Context66 helps organizations across data-intensive, highly regulated, and operationally complex industries turn fragmented enterprise data into trusted context for AI, analytics, automation, and better decision-making.
Across financial services, insurance, healthcare, life sciences, retail, consumer goods, manufacturing, supply chain, technology, telecommunications, energy, utilities, media, government, and professional services, enterprises face a common challenge: critical information is spread across legacy platforms, operational systems, customer channels, documents, cloud environments, and business applications.
This fragmentation limits visibility, slows decision-making, increases cost, weakens governance, and prevents AI from operating with the enterprise context it needs.
Context66 brings together modern data architecture, enterprise architecture, knowledge graphs, AI platforms, governance, and operational intelligence to help organizations modernize their data foundations and accelerate measurable business outcomes.
Organizations across industries are under pressure to modernize aging platforms, unify fragmented data, meet rising regulatory and privacy expectations, and improve real-time decision-making. Many struggle with disconnected systems, inconsistent data quality, limited interoperability, growing technology complexity, and slow adoption of AI at scale.
At the same time, business leaders need deeper customer intelligence, stronger risk management, better operational visibility, optimized supply chains, improved asset performance, lower technology costs, and faster innovation.
Fragmented data across legacy systems, cloud platforms, business applications, and documents
Increasing regulatory, compliance, privacy, security, and governance requirements
Limited real-time visibility into customers, operations, assets, risk, and performance
Inconsistent data quality, unclear ownership, and weak enterprise data accountability
Slow adoption of AI due to lack of trusted, governed, and contextualized data
Rising technology complexity, duplicate platforms, and increasing operating costs
Difficulty scaling analytics, automation, and AI from pilot to production
Lack of semantic consistency across business capabilities, systems, and decision processes
Without a trusted data and architecture foundation, AI initiatives remain experimental, insights remain siloed, and transformation programs fail to deliver their full value.
Context66 helps organizations design, modernize, and operationalize the data and AI foundations required for intelligent enterprise transformation.
We help clients unify data across legacy systems, cloud platforms, operational applications, analytical environments, documents, and external sources.
Our approach combines strategy, architecture, engineering, and execution. We help organizations move from fragmented systems and disconnected initiatives to scalable, governed, and reusable enterprise capabilities that support analytics, automation, AI agents, decision intelligence, and operational optimization.
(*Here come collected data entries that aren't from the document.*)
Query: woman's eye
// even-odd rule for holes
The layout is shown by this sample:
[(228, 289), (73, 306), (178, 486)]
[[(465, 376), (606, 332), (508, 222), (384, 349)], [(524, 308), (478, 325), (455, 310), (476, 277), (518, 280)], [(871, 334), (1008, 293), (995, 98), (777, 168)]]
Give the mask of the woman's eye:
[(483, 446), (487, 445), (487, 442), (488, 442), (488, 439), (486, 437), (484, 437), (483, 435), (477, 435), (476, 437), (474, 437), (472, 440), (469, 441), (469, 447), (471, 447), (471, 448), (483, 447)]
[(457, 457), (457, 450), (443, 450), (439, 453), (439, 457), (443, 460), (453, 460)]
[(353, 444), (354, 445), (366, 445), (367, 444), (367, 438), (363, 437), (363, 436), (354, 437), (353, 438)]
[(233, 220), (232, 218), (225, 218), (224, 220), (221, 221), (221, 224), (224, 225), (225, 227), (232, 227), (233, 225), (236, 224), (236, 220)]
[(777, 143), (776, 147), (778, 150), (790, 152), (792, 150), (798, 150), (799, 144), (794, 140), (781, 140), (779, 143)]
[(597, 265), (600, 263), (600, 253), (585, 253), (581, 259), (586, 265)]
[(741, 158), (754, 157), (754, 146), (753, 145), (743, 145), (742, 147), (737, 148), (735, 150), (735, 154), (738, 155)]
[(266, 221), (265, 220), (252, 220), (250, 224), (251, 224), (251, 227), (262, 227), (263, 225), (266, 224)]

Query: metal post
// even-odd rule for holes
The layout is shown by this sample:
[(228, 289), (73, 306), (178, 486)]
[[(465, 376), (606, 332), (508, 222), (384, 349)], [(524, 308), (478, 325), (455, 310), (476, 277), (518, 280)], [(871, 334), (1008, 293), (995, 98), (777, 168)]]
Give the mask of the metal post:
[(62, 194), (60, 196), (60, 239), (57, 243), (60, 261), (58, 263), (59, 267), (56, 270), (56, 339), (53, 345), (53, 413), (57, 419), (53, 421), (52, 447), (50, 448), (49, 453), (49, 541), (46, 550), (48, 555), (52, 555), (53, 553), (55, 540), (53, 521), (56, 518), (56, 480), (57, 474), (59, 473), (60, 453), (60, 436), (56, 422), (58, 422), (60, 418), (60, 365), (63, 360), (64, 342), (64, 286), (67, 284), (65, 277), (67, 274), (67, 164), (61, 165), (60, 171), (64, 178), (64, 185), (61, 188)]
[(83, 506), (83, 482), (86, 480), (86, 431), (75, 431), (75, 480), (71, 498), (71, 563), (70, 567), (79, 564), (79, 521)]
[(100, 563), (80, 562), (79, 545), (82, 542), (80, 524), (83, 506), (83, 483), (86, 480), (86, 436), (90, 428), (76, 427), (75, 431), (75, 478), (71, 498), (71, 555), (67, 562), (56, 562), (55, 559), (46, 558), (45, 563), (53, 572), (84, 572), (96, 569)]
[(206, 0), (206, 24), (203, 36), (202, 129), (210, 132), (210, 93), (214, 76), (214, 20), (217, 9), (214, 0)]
Modernize enterprise data platforms and architecture foundations
Establish governed, reusable, and business-aligned data products
Build semantic, ontology, and knowledge graph layers for enterprise context
Enable AI-ready data foundations for analytics, automation, and intelligent agents
Improve governance, data quality, lineage, observability, and compliance
Connect platforms, applications, data, AI, and business capabilities into a unified architecture
Accelerate pilots, POCs, and production-scale implementation with measurable outcomes
Reduce technology complexity through modernization, rationalization, and architecture simplification
Context66 combines strategy, architecture, data, and AI to deliver governed, reusable, model-flexible, and AI-ready business context that drives real business impact.
We use accelerators, playbooks, automation, and reusable engineering patterns to design, build, test, govern, and scale enterprise solutions faster.
We start with the business problem, then engineer the data, semantics, ontology, governance, and architecture required to make AI reliable, explainable, and actionable.
We use knowledge graphs, ontologies, semantic models, and context-aware retrieval to make enterprise AI more deterministic, grounded, and connected to trusted business knowledge.
We connect platforms, data, applications, AI, agents, and business capabilities into a unified ecosystem designed for scale, interoperability, flexibility, and long-term agility.
We create self-improving context systems where metadata, governance, quality, usage signals, telemetry, and feedback continuously refine the enterprise knowledge layer.
With Context66, organizations gain a practical transformation partner that understands both the business complexity of industry modernization and the technical depth required to make data and AI work at enterprise scale.